Pasaron los años, cerca de veintiocho, saben Dios y el Diablo, otra vez, cuántas cosas más ambos habrán vivido y soñado juntos o por separado, y el martes 3 de junio de 1980, el arquitecto Barragán, al recibir el Premio Pritzker, lo agradeció con un discurso. Se disculpó humildemente por no conocer suficientemente el idioma inglés. Por tanto, rogó a Edmundo O’Gorman que lo leyera en su nombre, pues además se sabe que este último lo ayudó a redactarlo. Pellicer había fallecido tres años antes. Entre las contadas personas que mencionó y las varias ideas que le eran entrañables, explicó qué era en su opinión “el arte de ver”. Siempre antiteórico, dijo que el arquitecto debiera “sobreponerse al análisis puramente racional”. En ese contexto, destacó y rindió homenaje a Chucho Reyes, para en seguida evocar así al destinatario de las cartas que se han glosado y explicado aquí: “A este propósito no está fuera de lugar traer a la memoria unos versos de otro gran y querido amigo, el poeta mexicano Carlos Pellicer: por la vista el bien y el mal nos llegan.
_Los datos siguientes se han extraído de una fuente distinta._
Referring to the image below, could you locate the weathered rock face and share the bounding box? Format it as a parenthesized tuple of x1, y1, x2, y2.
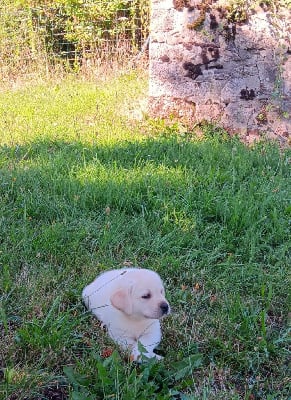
(149, 0, 290, 144)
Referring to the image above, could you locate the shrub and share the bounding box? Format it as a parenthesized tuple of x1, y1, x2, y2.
(0, 0, 150, 76)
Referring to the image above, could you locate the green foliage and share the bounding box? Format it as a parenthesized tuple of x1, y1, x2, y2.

Ojos que nada ven, almas que nada esperan.” Se trata del epígrafe escrito por el tabasqueño para sus libros Recinto y Otras imágenes publicados y reunidos el año de 1941, justo en donde aparecieron por primera vez los tres sonetos que le dedicó el poeta tabasqueño al arquitecto tapatío, y que en realidad dice: “¡Los ojos! Por los ojos el Bien y el Mal nos llegan./ La luz del alma en ellos nos da luces que ciegan./ Ojos que nada ven, almas que nada entregan.”

¿Los investigadores tenemos derecho a revelar intimidades, dudas y eventos olvidados que no sucedieron, pero podrían haber sucedido? Me parece que los archivos no son inocentes y se guardan por y para algo. “Todo lo escondido existe para ser encontrado”, reza una sabia conseja. Me parece que la historia como ejercicio de comprensión, que no de censura o juicio, avanza en tanto se ofrezcan reconstrucciones más completas, documentadas y sin esconder datos. Duele ver la Catedral de Tabasco y pensar en la que pudo haber sido. El límite que justifica la entrada a la vida privada de personas que ya no están aquí lo debiera marcar la luz que se arroje sobre la obra de cada uno de los involucrados y, en este caso, ambos, el ingeniero, constructor y arquitecto tapatío, así como el poeta y maestro tabasqueño, creo que salen ganando con creces como seres humanos y creadores gracias a este escrutinio y explicación.